Traders are bracing for Nvidia earnings.

“They will have to really impress,” Luke Nolan, research associate at alternative asset manager CoinShares, told DL News.

Stakes are high. Disappointing results from other Silicon Valley giants punctured some of the AI momentum this month and — together with recession fears — triggered the worst one-day stock plunge since 2022. Crypto suffered, too.

AI has become a major factor driving growth in the crypto industry. Bitwise estimates it to contribute $20 trillion to global GDP by 2030, and venture capitalists expect to pour hundreds of millions into the intersection of AI and crypto over the next few years.

Two outcomes

Nvidia has been riding AI hype to briefly become the world’s most valuable public company in June. If it meets expectations, analysts expect investors to sell shares to pocket some gains before loading up on the stock again.

The anticipation of that scenario has driven the total value of AI-linked coins almost 80% higher in the past three weeks to $33 billion on Friday, according to CoinMarketCap. It’s since slipped to about $30 billion.

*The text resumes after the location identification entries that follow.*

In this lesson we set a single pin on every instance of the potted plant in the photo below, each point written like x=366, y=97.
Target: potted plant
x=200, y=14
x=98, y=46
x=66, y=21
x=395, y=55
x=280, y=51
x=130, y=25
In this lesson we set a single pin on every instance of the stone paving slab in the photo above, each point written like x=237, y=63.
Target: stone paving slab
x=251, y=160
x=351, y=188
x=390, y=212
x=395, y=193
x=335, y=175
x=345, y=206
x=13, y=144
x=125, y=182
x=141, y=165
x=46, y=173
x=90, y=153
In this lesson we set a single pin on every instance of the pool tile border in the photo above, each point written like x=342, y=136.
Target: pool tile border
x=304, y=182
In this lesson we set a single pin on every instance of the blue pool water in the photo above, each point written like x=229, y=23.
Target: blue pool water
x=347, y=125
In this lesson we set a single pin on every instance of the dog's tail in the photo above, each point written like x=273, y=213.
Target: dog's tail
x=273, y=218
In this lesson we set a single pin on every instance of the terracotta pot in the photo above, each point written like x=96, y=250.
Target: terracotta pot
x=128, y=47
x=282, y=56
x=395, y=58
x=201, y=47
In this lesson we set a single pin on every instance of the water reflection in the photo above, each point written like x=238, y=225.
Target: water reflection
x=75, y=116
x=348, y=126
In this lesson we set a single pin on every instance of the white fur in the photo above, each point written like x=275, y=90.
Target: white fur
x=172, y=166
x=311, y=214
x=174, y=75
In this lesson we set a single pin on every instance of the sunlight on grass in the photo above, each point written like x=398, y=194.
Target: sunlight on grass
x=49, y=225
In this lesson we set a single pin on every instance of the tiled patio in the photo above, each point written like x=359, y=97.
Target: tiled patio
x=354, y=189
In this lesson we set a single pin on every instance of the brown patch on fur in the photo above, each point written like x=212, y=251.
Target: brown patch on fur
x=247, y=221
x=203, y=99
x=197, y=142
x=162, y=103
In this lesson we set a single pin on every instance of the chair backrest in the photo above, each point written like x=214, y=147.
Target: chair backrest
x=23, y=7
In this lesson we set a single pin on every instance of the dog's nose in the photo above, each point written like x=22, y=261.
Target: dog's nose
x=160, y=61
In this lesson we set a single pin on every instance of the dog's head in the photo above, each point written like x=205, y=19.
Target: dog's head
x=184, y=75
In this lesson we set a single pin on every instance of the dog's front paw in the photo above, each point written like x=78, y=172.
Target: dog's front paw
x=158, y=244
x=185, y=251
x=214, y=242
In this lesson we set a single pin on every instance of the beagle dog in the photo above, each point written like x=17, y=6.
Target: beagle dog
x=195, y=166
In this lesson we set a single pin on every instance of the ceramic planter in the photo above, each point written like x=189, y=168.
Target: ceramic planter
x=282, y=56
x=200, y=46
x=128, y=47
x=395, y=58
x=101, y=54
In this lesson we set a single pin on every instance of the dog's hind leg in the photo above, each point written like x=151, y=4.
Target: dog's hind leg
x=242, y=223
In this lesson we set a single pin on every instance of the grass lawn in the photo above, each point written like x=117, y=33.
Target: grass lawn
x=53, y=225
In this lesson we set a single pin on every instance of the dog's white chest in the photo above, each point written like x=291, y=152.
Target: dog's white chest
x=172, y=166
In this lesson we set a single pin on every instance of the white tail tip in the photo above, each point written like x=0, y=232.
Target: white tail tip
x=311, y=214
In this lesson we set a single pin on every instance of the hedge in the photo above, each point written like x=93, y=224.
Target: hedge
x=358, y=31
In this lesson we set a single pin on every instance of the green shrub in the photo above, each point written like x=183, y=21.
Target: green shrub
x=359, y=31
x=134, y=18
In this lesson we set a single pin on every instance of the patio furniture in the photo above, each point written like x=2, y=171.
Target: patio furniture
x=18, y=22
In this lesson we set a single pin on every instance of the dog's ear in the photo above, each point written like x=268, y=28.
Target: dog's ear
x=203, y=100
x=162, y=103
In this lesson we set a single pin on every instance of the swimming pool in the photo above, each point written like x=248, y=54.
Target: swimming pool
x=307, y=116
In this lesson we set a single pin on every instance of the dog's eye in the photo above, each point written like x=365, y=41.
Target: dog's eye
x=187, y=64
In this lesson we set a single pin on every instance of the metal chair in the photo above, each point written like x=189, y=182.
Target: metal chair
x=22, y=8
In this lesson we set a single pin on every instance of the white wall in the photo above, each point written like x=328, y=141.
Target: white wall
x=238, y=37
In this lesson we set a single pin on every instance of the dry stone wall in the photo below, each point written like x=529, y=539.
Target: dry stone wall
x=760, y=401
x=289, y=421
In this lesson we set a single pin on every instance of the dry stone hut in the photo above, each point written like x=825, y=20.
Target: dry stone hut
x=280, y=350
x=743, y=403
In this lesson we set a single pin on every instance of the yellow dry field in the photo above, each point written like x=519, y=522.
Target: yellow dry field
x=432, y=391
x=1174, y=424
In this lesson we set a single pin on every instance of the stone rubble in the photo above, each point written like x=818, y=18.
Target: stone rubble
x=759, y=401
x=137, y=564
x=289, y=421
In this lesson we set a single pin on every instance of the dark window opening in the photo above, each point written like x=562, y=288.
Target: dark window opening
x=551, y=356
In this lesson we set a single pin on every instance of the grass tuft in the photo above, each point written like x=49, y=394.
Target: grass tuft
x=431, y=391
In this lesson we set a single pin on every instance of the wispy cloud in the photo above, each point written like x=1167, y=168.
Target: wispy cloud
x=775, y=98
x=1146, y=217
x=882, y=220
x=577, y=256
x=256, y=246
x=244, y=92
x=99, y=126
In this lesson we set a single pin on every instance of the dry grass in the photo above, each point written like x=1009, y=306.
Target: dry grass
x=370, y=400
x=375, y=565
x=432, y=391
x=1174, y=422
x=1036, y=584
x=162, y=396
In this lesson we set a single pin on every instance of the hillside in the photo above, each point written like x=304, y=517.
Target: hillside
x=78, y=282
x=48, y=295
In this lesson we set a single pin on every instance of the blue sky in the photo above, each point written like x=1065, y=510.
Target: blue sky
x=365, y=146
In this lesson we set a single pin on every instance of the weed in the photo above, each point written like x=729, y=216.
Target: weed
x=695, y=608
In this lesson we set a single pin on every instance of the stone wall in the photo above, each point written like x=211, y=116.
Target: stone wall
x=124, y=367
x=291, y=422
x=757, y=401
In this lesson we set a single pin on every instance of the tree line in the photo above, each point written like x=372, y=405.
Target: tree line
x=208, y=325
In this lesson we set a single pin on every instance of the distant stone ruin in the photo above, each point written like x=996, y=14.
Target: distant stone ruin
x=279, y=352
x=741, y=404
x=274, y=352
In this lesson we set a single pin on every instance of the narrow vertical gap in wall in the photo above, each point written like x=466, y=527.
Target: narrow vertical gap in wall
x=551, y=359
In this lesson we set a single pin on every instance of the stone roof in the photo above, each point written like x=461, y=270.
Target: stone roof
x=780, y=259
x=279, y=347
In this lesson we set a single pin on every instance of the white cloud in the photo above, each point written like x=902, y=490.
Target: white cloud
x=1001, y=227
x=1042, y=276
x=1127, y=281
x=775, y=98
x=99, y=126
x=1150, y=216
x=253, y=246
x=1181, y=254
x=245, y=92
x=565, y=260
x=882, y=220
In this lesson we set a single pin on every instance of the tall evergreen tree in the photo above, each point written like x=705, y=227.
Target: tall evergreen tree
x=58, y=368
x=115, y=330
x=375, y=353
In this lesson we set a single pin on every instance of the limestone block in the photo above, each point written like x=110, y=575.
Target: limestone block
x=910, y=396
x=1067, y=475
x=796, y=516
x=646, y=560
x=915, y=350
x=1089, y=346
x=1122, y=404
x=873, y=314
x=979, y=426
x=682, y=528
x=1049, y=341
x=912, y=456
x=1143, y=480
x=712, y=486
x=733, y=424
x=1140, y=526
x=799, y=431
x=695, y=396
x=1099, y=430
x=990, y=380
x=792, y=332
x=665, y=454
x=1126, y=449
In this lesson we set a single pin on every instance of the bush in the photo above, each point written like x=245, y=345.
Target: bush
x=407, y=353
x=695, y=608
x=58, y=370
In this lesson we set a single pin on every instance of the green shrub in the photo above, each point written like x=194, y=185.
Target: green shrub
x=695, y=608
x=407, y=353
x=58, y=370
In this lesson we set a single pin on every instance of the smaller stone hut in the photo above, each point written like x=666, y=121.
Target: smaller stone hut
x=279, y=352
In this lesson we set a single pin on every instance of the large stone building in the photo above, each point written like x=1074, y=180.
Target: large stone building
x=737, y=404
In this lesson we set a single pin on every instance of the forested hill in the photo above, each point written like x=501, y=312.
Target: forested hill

The market is “pre-positioning ahead of what is expected to be another very solid quarter for Nvidia,” David Brickell, head of international distribution at capital markets advisory firm FRNT, told DL News.

That positioning, however, could come back to bite them, Nolan said.

Not only will US benchmarks including the S&P 500 and the Nasdaq fall, but AI crypto will “get hit more drastically as the narrative trade unwinds,” he added.

That’s unlikely, said Brickell, who sees. “little reason to expect anything but another strong report.”

The “AI sector continues to be a powerful growth story that investors will increasingly look to participate in,” he added.